Nein, ich bin absolut für Deutschland. In Ungarn gibt es sehr, sehr viele Menschen, die an Deutschland glauben. Ungarn war mittelbar immer ein Teil des deutschen Sprach-, Kultur- und Zivilisationsraums. Und Deutschland ist den Ungarn wichtig. Es ist aber so, wenn man Deutschlands Rolle in den letzten Jahren beobachtet, dann ist sie im Abnehmen begriffen. Das gilt auch für die Zusammenarbeit der bürgerlichen und konservativen Kräfte. Ende April fand die große CPAC-Konferenz in Budapest statt (Conservative Political Action Conference, Anm.d.Red.). Da gab es Übersetzungen in acht oder neun Sprachen. Raten Sie mal, welche nicht dabei war: Deutsch. Deutschland ist in einer schwierigen Lage. Über die CDU könnte man lange reden, über die AfD haben wir gerade gesprochen. Deutschland nimmt an solchen Beratungen einfach nicht teil. Natürlich ist die CDU ein Gründungsmitglied der Europäischen Volkspartei und fühlt sich da auch ganz wohl. Insgesamt aber ist die Wahrnehmung von Deutschland, wenn ich mal von der Parteipolitik weggehe, dass es seiner Führungsverantwortung, auch der Rolle, die Deutschland eigentlich zukommt, nicht unbedingt gerecht wird. Man erwartet mehr von Deutschland. Es gehen von dort wenig Impulse aus. Und wenn, dann sind es nicht unbedingt solche, die man in Ostmitteleuropa gern aufgreift. Es wäre auch völlig falsch zu sagen, dass die Ungarn gegen Europa sind. Die Ungarn sind für Europa.
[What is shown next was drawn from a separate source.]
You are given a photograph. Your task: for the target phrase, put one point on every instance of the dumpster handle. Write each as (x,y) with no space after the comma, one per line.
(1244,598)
Die EU hat hohe Zustimmungswerte im Land, und die 60 Prozent Wahlbeteiligung bei den EP-Wahlen in Ungarn waren ein Rekord. Die Ungarn sind begeisterte Europäer. Sie sind auch für „Make Europe Great Again“. Für mich ist das ein schönes Motto. Europa soll zu seiner alten Größe zurückfinden. Glauben Sie auch nicht, was alle möglichen Leute über die Ungarn sagen. Meist ist das Gegenteil wahr.